President Ashraf Ghani and his chief executive, Abdullah Abdullah, met with bereaved families in Panjshir. Ghani called for bulldozers to be sent to the region to clear roads and start digging people out. The Cabinet held an emergency meeting on the disaster in Panjshir to try to avoid the panic that followed a similar tragedy last year.
The number of dead was expected to climb with cold weather and difficult conditions hampering rescue efforts. UNOCHA said hundreds were still missing in affected provinces.
Mohammad Aslam Syas, deputy chief of the Afghanistan National Disaster Management Authority, said the helicopter drops were the only way to distribute supplies to people in Panjshir, which was still unreachable by road. He said 168 people were known to have died in the province’s northern Panjshir Valley.
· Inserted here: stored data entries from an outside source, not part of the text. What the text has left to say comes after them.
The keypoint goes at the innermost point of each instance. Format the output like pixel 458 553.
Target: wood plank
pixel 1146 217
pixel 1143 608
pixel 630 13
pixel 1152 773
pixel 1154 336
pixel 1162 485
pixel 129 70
Acting Gov. Abdul Rahman Kabiri said Ghani had inspected the damage to the northern reaches of the valley Friday and demanded machinery be sent in to clear roads.
The Salang Tunnel, which links Kabul to northern Afghanistan, has been closed for four days, and power supplies to the capital and neighboring provinces were curtailed severely. Officials said they were working on clearing the tunnel after avalanches at both ends.
The government declared a three-day mourning period, starting Saturday, for the dead.
Among recent major natural disasters in Afghanistan was a massive landslide in May that killed hundreds — with some estimates that 2,700 died, although there has never been a definitive count.
Another landslide in 2012 killed 71 people. Authorities were not able to recover most of the bodies and ended up declaring the site a mass grave.